What I found most interesting is how McGahern mined the events of his life for his fiction. I can’t tell you how many times I felt the penny dropping as I read specific incidences: just the mere fact that his beloved mother had died of breast cancer explained much about the clear-eyed realistic portrayal of a woman grappling with illness in his debut novel The Barracks.
There are other bits — the unspecified sexual abuse as he shares his father’s bed, the desire to enter the priesthood and the rescue of his sister from a boss who molests her — that appear in his second novel, The Dark.

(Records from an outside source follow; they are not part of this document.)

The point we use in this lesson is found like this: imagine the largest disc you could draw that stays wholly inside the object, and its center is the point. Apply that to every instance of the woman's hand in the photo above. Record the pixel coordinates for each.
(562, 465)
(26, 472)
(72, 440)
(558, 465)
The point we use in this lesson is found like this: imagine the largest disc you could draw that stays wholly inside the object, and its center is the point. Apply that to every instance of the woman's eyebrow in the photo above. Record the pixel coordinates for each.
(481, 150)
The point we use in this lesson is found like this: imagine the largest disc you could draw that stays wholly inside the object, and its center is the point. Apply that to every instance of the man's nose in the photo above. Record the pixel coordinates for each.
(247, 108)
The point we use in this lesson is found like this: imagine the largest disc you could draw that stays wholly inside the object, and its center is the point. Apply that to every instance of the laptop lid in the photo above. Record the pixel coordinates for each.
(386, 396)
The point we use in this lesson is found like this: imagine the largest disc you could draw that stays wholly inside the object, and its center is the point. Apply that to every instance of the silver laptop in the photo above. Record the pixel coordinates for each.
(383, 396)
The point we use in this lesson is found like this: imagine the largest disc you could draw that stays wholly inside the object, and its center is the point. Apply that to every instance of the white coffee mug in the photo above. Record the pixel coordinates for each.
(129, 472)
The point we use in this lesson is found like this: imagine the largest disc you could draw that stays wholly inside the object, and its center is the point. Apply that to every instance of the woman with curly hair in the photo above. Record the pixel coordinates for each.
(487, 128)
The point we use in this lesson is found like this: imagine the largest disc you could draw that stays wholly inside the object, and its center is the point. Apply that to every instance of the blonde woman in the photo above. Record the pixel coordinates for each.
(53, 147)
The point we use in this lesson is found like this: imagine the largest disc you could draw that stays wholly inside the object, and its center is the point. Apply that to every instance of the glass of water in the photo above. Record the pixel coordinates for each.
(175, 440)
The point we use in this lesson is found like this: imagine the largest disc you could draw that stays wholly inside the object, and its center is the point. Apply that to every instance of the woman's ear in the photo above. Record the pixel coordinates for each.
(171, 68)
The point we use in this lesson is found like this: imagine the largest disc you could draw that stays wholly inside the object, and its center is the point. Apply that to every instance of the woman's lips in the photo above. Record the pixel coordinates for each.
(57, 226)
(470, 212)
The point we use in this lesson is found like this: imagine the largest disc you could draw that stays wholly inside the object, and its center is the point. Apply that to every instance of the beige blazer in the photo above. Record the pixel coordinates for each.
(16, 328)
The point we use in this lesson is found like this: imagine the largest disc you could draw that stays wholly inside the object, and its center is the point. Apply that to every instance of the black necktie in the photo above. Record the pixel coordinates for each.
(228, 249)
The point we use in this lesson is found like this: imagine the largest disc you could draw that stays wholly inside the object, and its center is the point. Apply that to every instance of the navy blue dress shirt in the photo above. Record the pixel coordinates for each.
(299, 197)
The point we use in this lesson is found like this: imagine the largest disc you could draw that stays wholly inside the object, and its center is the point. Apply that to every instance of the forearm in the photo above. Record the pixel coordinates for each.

Similarly, his father’s remarriage to a younger woman, the strength of his love for his sisters and the continual running away of his youngest brother, feature in his Booker shortlisted book Amongst Women.
I also found it interesting to read about McGahern’s life as a writer: how he first discovered literature (a local priest had a wonderful library he was allowed to riffle); when he first realised he wanted to be a writer and not a priest or a farmer, two options that had been open to him; and how he dealt with the ups and downs of his career (lauded by the literary elite, banned by the Irish censors).
All in all, fans of McGahern’s fiction will find much to admire in this wise and compelling book, but even if you have not read any of his novels or short stories this is a must read memoir that will have you rushing to read everything he has ever written.